How Axolotls Use Their “Fight or Flight” System to Regrow Body Parts

Charming axolotl smiling underwater, showcasing its unique features in a natural setting.

The axolotl, a remarkable Mexican salamander, has long been known for its jaw-dropping ability to regrow entire limbs, spinal cords, hearts, and even parts of its brain. Scientists have studied these amphibians for centuries, hoping to unlock the secrets of regeneration that could one day help humans repair or replace damaged tissues. Now, a new study from Harvard University, published in Cell (October 2025), adds a major piece to this puzzle: the discovery that axolotls rely on their sympathetic nervous system—the same network responsible for the “fight or flight” response—to coordinate regeneration across their entire body.

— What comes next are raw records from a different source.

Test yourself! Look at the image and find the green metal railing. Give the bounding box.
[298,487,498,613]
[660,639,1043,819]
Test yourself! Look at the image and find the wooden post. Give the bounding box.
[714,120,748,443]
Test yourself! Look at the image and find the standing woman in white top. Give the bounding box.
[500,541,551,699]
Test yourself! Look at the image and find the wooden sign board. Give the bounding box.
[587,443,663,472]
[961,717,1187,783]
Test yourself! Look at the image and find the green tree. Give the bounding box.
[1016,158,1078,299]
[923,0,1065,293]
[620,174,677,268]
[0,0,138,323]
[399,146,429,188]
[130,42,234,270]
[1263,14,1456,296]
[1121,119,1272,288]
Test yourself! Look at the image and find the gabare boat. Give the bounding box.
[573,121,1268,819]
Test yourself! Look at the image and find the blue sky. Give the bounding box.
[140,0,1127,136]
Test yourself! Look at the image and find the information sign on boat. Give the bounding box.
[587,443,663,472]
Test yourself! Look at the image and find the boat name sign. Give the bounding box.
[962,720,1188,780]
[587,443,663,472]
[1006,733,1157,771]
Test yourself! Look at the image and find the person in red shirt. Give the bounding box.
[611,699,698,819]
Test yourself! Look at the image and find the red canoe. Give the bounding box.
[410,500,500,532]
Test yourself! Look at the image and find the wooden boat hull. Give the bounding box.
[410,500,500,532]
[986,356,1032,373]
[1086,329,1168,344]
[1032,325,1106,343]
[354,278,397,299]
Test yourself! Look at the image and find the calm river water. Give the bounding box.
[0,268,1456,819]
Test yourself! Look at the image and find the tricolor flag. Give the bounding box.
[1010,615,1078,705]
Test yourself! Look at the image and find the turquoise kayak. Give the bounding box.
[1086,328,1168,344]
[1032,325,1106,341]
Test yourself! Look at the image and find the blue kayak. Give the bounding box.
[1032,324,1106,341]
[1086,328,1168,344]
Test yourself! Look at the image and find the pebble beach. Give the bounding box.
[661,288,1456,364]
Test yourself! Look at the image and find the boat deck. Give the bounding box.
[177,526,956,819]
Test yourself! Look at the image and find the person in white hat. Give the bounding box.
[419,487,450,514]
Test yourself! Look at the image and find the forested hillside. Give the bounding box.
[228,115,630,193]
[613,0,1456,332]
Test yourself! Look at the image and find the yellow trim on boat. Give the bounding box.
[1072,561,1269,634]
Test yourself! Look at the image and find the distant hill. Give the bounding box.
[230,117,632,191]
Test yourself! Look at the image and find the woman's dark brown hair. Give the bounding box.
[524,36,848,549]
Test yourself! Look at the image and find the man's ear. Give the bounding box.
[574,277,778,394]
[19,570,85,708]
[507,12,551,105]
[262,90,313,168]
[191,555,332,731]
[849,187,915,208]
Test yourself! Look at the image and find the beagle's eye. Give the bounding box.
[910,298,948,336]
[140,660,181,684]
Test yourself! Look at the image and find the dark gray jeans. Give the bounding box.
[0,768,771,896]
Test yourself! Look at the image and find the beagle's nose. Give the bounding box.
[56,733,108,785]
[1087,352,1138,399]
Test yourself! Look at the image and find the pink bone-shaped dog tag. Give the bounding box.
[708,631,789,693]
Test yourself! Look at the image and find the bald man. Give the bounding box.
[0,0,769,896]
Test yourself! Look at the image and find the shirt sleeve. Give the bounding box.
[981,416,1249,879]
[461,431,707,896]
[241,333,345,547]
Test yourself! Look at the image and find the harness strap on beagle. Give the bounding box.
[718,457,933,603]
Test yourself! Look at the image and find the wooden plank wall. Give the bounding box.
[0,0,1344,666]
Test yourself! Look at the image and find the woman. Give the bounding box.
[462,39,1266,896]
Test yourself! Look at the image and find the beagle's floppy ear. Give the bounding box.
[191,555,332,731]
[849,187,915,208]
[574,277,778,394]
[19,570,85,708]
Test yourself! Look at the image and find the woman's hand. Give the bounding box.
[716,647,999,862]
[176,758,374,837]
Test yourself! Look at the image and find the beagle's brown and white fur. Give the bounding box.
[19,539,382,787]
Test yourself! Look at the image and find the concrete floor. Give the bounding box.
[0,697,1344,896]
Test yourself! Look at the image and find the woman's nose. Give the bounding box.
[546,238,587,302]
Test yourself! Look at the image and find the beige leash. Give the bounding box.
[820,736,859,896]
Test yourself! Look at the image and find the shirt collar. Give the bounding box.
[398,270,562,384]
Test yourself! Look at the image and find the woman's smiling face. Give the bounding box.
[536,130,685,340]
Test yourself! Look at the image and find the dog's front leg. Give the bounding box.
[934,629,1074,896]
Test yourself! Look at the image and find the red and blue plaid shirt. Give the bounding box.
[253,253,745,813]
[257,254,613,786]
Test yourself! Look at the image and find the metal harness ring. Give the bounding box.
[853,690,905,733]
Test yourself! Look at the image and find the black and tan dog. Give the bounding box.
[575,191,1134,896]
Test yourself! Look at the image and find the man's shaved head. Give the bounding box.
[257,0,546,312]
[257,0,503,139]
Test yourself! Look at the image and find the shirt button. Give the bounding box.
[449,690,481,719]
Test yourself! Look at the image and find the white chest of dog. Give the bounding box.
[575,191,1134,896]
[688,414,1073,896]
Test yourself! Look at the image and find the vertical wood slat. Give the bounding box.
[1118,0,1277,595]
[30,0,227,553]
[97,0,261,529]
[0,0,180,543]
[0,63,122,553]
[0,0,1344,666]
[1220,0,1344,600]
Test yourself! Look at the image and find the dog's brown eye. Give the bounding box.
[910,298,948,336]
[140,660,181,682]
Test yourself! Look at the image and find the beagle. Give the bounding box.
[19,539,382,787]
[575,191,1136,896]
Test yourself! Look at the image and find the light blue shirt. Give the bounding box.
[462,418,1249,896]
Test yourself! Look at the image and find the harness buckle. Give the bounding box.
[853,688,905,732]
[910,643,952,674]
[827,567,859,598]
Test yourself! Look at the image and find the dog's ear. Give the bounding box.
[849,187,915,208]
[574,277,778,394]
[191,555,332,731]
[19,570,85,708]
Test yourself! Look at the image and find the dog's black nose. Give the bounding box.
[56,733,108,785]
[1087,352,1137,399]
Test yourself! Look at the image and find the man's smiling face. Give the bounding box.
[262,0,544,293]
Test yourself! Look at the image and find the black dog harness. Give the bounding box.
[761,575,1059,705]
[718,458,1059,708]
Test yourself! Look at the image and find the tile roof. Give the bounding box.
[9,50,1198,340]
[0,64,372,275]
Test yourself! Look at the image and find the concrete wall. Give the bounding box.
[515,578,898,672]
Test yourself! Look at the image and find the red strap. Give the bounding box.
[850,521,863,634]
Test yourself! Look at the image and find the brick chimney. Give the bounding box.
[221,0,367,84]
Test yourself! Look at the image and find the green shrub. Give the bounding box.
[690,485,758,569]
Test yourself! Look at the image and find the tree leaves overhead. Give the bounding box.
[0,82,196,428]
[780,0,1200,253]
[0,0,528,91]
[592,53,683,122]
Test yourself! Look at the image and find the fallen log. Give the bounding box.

A Whole-Body Response to Injury

Researchers led by Duygu Payzin-Dogru and Jessica Whited from Harvard’s Department of Stem Cell and Regenerative Biology found that limb regeneration in axolotls is not just a local process at the wound site. Instead, when an axolotl loses a limb, stem cells throughout the entire body spring into action.

This body-wide activation prepares other tissues and limbs for potential injuries. It’s as if the animal’s entire system goes into a “standby mode” for repair. The effect is short-lived but powerful: it primes distant tissues so that, if they are later injured, they regenerate faster than they normally would.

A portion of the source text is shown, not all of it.